Step	Problem	Possible Reason	Solution
10	Error in xcmsSet(method = "centWave") : No NetCDF/mzXML/mzData/mzML files were found.	Working directory does not contain any LC/MS raw data files	Make sure the correct folder is selected
10–13, 17–34	Error: cannot allocate vector of size X Mb	Insufficient RAM	Upgrade RAM, use 64 bit operating system
33	Cannot find the raw data files for X ?	Raw data files have been deleted or moved	Do not rename or move the data folders and do not rename columns in the XCMS result table after XCMS processing
16	Error in inDL(x, as.logical(local), as.logical(now), …) : unable to load shared object 'C:/Program Files/[…]/cairoDevice.dll':	GTK+ is not installed	Install GTK+ as described on http://metlin.scripps.edu/metaxcms/download.php
16	Error in inDL(x, as.logical(local), as.logical(now), …) : unable to load shared object 'C:/Program Files/[…]/RGtk2.dll':
Any	other		Please describe the problem in the XCMS/metaXCMS user forum http://metlin.scripps.edu/xcms/faq.php

BOX 1| NUMBER OF SAMPLES PER SAMPLE GROUP.

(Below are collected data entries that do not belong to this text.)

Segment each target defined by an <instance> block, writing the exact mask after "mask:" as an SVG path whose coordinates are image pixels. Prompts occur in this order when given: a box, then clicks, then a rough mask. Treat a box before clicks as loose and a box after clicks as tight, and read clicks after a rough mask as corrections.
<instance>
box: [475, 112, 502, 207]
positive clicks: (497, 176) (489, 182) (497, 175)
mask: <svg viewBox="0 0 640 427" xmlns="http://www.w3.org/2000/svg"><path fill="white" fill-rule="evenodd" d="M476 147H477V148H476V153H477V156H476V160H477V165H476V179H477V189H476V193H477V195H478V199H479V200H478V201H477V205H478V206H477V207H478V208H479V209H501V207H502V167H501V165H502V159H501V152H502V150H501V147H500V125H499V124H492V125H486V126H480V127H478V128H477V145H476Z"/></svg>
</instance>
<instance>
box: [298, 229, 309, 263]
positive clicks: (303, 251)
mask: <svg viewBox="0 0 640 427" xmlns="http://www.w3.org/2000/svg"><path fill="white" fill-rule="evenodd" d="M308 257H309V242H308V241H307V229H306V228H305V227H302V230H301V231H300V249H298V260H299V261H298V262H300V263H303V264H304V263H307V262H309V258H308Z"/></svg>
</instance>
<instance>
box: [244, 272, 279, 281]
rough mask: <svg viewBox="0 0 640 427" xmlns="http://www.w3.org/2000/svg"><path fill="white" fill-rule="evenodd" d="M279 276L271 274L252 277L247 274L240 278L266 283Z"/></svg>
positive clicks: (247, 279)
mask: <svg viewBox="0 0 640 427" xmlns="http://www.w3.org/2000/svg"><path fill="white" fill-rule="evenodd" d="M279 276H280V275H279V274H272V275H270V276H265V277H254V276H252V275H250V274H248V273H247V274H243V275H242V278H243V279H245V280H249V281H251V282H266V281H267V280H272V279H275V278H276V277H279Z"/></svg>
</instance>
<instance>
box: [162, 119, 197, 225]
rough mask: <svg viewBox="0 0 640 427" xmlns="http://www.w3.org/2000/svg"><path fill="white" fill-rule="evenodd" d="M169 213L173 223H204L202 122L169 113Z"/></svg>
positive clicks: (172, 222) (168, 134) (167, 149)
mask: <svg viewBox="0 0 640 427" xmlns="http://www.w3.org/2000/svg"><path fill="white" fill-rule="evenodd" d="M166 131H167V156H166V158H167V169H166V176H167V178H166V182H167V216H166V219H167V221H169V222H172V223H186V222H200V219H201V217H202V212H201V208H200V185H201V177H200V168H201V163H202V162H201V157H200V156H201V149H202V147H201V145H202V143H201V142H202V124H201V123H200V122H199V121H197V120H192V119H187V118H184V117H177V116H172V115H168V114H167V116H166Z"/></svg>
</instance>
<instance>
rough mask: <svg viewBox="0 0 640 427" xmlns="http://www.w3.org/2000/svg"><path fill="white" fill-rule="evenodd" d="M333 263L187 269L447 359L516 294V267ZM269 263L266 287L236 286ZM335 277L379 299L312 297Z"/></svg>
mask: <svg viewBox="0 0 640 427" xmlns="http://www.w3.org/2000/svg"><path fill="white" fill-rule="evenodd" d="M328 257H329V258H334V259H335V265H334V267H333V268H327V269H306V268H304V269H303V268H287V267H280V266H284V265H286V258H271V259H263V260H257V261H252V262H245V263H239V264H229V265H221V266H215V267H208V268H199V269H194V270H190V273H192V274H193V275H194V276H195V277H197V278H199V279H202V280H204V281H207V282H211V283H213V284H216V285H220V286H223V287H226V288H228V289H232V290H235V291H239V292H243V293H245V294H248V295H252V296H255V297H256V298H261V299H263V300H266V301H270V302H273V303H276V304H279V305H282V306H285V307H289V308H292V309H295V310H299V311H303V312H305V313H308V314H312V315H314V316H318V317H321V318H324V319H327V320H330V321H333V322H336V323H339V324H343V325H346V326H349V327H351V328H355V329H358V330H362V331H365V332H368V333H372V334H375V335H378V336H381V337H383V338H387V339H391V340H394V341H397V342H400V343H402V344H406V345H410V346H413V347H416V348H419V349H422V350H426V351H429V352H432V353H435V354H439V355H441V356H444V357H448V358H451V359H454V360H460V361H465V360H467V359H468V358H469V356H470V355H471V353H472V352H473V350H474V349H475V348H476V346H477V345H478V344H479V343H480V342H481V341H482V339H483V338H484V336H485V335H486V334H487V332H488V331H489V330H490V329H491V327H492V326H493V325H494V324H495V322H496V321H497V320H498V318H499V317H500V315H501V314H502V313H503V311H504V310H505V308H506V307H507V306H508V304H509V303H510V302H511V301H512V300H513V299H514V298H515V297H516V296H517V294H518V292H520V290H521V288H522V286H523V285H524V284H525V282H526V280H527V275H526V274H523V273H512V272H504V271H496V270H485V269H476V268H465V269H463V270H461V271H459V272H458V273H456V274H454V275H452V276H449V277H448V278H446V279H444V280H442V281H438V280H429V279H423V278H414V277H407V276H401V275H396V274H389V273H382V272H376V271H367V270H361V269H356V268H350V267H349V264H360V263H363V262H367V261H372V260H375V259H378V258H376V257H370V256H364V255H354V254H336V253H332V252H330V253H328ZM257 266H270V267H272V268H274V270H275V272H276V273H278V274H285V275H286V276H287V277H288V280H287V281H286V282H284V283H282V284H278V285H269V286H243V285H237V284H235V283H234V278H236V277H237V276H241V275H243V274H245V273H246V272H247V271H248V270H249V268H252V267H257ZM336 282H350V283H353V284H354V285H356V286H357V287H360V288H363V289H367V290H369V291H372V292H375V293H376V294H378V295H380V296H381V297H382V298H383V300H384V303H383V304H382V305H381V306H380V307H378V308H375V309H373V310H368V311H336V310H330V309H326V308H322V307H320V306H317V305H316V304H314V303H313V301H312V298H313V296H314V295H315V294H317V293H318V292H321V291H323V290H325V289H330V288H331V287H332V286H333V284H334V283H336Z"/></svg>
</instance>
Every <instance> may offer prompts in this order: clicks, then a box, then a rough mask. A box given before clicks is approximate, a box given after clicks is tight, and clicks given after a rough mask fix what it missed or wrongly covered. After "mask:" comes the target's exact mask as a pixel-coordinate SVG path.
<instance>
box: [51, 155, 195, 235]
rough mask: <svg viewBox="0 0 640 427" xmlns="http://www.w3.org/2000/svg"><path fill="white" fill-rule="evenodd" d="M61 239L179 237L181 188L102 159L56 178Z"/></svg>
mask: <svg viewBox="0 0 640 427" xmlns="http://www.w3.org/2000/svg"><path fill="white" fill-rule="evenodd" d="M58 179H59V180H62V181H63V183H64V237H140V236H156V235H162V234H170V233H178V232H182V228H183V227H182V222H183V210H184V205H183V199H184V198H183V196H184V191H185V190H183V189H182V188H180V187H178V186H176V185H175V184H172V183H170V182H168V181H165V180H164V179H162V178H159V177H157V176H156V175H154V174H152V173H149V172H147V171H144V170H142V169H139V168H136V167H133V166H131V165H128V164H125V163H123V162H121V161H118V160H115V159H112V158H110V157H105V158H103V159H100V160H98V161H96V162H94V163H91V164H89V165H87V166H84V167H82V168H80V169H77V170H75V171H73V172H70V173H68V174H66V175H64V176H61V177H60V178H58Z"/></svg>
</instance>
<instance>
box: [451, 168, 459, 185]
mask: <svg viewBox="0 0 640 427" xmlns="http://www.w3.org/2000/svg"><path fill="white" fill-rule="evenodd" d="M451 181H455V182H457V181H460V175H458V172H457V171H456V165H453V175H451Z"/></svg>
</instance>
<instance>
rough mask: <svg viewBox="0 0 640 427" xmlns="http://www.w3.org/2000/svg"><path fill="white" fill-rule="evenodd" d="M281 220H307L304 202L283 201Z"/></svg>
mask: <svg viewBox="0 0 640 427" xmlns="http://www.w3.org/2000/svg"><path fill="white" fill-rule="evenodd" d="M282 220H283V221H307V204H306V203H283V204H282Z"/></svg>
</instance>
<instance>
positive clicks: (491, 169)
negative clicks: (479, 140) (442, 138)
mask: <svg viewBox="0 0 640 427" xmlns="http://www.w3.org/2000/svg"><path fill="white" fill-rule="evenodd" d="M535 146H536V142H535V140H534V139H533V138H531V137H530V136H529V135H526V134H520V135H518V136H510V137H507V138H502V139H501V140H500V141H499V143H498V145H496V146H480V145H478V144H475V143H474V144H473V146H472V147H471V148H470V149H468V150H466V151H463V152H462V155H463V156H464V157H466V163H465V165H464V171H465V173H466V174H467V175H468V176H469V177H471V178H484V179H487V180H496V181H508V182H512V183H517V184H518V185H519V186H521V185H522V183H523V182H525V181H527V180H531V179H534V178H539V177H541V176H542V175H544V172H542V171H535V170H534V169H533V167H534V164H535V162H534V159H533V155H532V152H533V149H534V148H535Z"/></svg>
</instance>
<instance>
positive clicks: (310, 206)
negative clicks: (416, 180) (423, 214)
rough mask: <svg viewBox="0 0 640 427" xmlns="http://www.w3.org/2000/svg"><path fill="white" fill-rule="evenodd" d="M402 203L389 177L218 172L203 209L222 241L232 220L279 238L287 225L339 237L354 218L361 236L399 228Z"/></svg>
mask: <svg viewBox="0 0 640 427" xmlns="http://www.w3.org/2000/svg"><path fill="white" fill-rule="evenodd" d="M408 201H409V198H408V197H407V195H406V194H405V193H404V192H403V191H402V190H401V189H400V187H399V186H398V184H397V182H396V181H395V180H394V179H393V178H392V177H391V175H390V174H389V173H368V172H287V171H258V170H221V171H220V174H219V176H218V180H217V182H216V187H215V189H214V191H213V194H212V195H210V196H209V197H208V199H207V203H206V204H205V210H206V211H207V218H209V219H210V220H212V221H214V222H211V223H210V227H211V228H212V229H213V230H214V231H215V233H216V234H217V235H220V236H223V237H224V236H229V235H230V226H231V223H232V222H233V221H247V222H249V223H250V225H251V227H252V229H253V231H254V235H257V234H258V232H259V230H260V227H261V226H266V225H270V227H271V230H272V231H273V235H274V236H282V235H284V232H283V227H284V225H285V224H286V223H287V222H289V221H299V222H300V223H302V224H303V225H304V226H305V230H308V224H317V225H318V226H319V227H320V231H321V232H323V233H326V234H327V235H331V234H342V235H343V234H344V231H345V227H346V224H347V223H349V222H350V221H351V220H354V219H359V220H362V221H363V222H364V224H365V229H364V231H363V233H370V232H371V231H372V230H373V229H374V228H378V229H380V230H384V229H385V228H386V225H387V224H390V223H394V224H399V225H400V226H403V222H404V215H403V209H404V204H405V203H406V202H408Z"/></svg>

Currently, there is no consensus in the field with respect to the minimal number of samples that should be included per sample group for an untargeted metabolomic analysis. Similarly, different p-value and fold-change cutoffs are used depending on the biological system under investigation, the methods used for metabolite extraction, and the analytical platform employed. Studies have shown that instrument variability is smaller than biological variability for mammals and suggested that lower-limit fold-change thresholds of 1.5–2.0 be used.^41,42 These lower-limit fold-change thresholds from individual pairwise comparisons are likely appropriate thresholds to be used for meta-analysis. Although XCMS and metaXCMS can be used to analyze groups with as few as 2 samples, typically larger sample groups are needed due to intergroup biological variability. It should also be noted that it may be appropriate to apply a statistical correction for multiple comparisons (e.g., a Bonferroni correction) to metaXCMS results depending on experimental design. These additional statistical tests are context-dependent and should be performed manually after metaXCMS analysis when appropriate.